Free Online Coin Toss
This is a free online coin toss for whenever you need to flip a coin and don't have one handy. Click the big coin, press Space, or hit the Flip the Coin button - the coin spins for about a second and lands on heads or tails. Every flip updates your live stats and saves to your browser, so you can flip a hundred times in a row and watch the long-run 50/50 split emerge in the chart.
How to Flip a Coin Online
- Click the coin - Or hit the Flip the Coin button, or press Space
- Watch it spin - The coin rotates several times and lands on either heads or tails
- Read the result - The result appears under the coin and is added to your stats
- Keep flipping - There is no flip limit. Stats and history are stored locally in your browser.
Prediction Mode
Turn on Prediction mode at the top of the page to call heads or tails before the flip. Two buttons replace the single Flip the Coin button - one for heads, one for tails. Click your call, the coin flips, and the result is judged against your prediction. A green "You called it!" means you matched; red "Missed" means you didn't. Over time the Call Win Rate stat converges to 50% against a fair coin, but in the short run it's a satisfyingly stupid hot-hand game.
What the Stats Show
- Flips - Total number of times you've tossed the coin on this device
- Heads / Tails - Running totals for each side
- Current Streak - How many of the same side just landed in a row
- Best Heads Run / Best Tails Run - The longest unbroken streak of each side
- Heads vs Tails Donut - Live proportion with the current heads % in the center
- Heads & Tails Counts - Bar chart of total flips per side
- Recent Flips - Last 60 flips as a strip of H/T cells, newest on the right
- Call Win Rate - (Prediction mode only) Wins divided by total calls
Is This Online Toss Random?
Yes. Each flip uses JavaScript's Math.random() to pick a uniform value, which maps to heads if it's below 0.5 and tails otherwise. Every flip is independent - the coin has no memory of what just happened. Over many flips your heads/tails counts converge toward 50/50, but any single flip is a true 50/50. A run of ten heads in a row does not make tails "due" - that's the gambler's fallacy.

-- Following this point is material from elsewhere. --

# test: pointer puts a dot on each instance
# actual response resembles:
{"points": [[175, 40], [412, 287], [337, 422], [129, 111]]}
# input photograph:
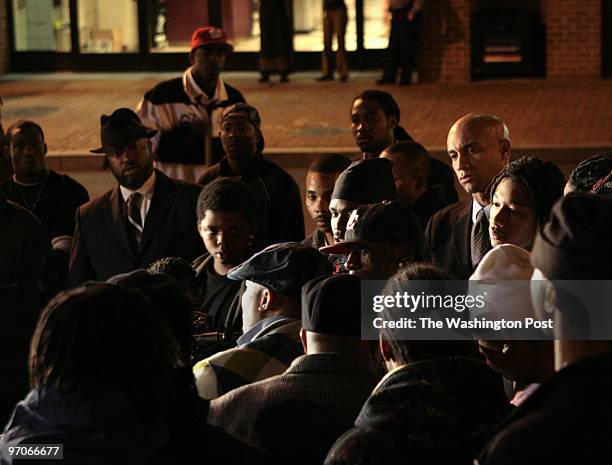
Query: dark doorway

How Long Can a Streak Get?
The probability of n heads in a row is 1 in 2n. So:
- 5 heads in a row - About 1 in 32 attempts
- 7 heads in a row - About 1 in 128
- 10 heads in a row - About 1 in 1,024 - rare but very possible over an evening of flipping
- 15 heads in a row - About 1 in 32,768 - hit one of these and you've got bragging rights
- 20 heads in a row - About 1 in 1,048,576 - functionally a lottery ticket
The Best Heads Run and Best Tails Run stats track your personal records.
What People Use a Coin Toss For
- Settling decisions - "Heads we get pizza, tails we get burgers"
- Sports kickoffs - The original use case for a coin toss
- Tie-breaking - Anywhere you need a fast, fair, binary decision
- Random sampling - Picking between two paths in a study
- Teaching probability - Watching the long-run 50/50 split appear is a great classroom demo
- Just because - Sometimes you want to flip a coin and there isn't one in the room
Where Your Stats Live
Everything on this page is stored in your browser's local storage. Nothing leaves your device. Use Reset Stats to wipe everything and start fresh.